What is Airbnb's Midas Data Process?

What is Airbnb's Midas Data Process?

The Midas Data Process is a certification protocol initiated by Airbnb in 2020 to ensure the quality and timeliness of critical data sets and metrics. It involves four key reviews: Spec Review, Data Review, Code Review, and Minerva Review. Each review assesses different aspects of the data pipeline, from design specs to code quality and metric definitions. The process aims to improve data quality but requires significant investment in design, development, validation, and maintenance.

  • Spec Review: This review evaluates the proposed design specifications for the data model before its implementation. It ensures that the design meets the required standards and is feasible for development.
  • Data Review: This stage involves checking the data quality through validation reports and quality checks. It ensures that the data pipeline produces accurate and reliable data.
  • Code Review: This review assesses the code used to generate the data pipeline. It checks for code quality, efficiency, and adherence to best practices.
  • Minerva Review: This final review verifies the source of truth metric definitions implemented in Minerva, Airbnb's metrics service. It ensures that the metrics are correctly defined and implemented.

How does Airbnb's Data Quality Score (DQ Score) work?

The Data Quality Score (DQ Score) is a high-level metric ranging from 0 to 100 that assesses the quality of data assets at Airbnb. The score is calculated by averaging the quality scores of each column in a data asset. The DQ Score aims to motivate data producers to collaborate with data consumers to enhance data quality. Scores are categorized into four levels: "Poor," "Okay," "Good," and "Great," and dimensional scores allow for detailed assessment across different quality dimensions.

  • Categorical Thresholds: The DQ Score is divided into four categories: "Poor," "Okay," "Good," and "Great." These thresholds help in quickly identifying the overall quality of a data asset.
  • Dimensional Scores: These scores allow an asset to be evaluated on multiple dimensions, such as accuracy and reliability, providing a more nuanced view of data quality.
  • Collaboration Incentive: The DQ Score encourages data producers and consumers to work together to improve data quality, fostering a collaborative environment.

What challenges does the Midas process face?

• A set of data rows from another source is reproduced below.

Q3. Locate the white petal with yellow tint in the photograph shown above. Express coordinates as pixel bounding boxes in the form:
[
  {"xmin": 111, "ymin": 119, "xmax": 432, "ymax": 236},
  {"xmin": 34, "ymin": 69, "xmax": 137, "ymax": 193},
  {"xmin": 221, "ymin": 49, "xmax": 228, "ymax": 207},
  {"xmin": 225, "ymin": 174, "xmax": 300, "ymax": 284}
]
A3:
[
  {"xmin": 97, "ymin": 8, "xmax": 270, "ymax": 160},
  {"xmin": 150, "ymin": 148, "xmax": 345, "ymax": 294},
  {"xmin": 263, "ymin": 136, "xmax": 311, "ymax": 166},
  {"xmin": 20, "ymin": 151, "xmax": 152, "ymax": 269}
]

While the Midas process has significantly improved data quality at Airbnb, it faces several challenges. The certification strategy has proven to be non-scalable, encountering resistance from the frontline data team. The process requires substantial investment in time and resources to design, develop, validate, and maintain the necessary data assets and documentation. These challenges have raised concerns about the long-term sustainability and scalability of the Midas process.

  • Non-Scalability: The process is resource-intensive and may not scale well as the volume of data and number of data assets increase.
  • Frontline Resistance: The significant investment required has led to resistance from the frontline data team, who may find the process burdensome.
  • Resource Investment: Meeting the full data quality criteria necessitates a considerable investment in design, development, validation, and maintenance, which can be challenging to sustain.

How Can You Use Secoda to Enhance Data Quality in Your Organization?

Secoda is the only data platform that incorporates Airbnb's Data Quality Score (DQ Score) and the Midas process, offering a comprehensive solution for data quality management. By integrating these methodologies, Secoda helps organizations ensure data accuracy, completeness, and consistency. It automates data monitoring and lineage, preventing issues like inconsistencies and errors. Additionally, Secoda's AI assistant allows users to interact with their data using natural language, making data management more accessible.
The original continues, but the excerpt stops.